You would get the same result (if not better) by telling them it is better than reddit (for political reasons) rather than by telling them it is “trying to be as good as”…
I think I found a bug:
I can vote on comments made by a user who banned me!
but I cant vote on comments that are direct descendants to that comment.
EDIT: reported it
Ive been having this issue for some time but keep forgetting about it right after it happens.
Im most curious about the private instance feature. That could be a great tool for organizations.
Congrats on the new release. The new features are really great
Damn, good job everyone! It’s really nice to see Lemmy grow like this :D
o7
If a user personally-blocks you, but they moderate a subreddit, and you make a comment on their post in their sub, will they be able to moderate it?

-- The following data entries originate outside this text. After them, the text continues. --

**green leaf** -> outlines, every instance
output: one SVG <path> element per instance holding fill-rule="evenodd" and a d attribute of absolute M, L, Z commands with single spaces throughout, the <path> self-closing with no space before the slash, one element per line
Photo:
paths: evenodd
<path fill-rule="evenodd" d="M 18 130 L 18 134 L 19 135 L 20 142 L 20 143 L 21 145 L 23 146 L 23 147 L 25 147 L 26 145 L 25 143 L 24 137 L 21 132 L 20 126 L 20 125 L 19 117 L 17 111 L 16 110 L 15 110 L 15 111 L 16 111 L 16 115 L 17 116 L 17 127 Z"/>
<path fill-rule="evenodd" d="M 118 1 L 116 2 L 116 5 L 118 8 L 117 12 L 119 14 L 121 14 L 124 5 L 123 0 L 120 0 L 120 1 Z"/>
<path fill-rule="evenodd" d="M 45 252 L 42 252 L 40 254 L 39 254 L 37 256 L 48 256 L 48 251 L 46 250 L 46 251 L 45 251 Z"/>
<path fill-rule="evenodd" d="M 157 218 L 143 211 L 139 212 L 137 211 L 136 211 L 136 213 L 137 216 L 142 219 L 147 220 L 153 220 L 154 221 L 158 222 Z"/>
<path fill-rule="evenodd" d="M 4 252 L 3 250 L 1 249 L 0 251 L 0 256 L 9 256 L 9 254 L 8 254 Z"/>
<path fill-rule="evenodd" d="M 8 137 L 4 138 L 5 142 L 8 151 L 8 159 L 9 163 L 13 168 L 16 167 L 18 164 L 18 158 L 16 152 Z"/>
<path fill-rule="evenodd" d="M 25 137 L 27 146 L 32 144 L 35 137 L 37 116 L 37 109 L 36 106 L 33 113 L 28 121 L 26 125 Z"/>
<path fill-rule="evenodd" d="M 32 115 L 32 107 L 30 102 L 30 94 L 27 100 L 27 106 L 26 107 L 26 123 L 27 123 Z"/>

They won’t see it, because they blocked you.
IDK what should be done about that, but it seems to undermine ppls ability to moderate =\
EDIT: I reported it
I noticed an unexpected side effect of blocking: I am apparently blocked by a user I’ve never interacted with, which I discovered because I cannot upvote their posts or comments. Is this intentional? I wish I could ask them why they blocked me, but I of course cannot message them to ask. It makes sense that blocking prevents messaging, but, why can’t I upvote their posts?!
This should be fixed now in
v0.15.2
Just a thought (it may already be so): if a group blocks almost all discussion - including polite contrary opinions or facts, perhaps the group itself needs to be reported. The reporting wouldn’t be about censoring or banning, but more about making the power more equal, more Democratic. Yes, users can start their own groups and simply no longer use the group with the leader they think is domineering. But, it seems to still give the leader/creator of the group a bit of unfair advantage and people who want to be tyrants are more likley to start their own organizations. I haven’t thought this idea out and I am sure it is full of holes, but I’d simply like the power of use or access to be as equal as possible between group admins and users. Many positions in life attract those who might weild their power unfairly and I’ve seen that this is also the case in social media groups.
@dessalines Its interesting that Mastodon still sees boosted comments from foreign-users 🤔
Even more interesting that lemmy doesn’t see pictures attached to mastodon posts!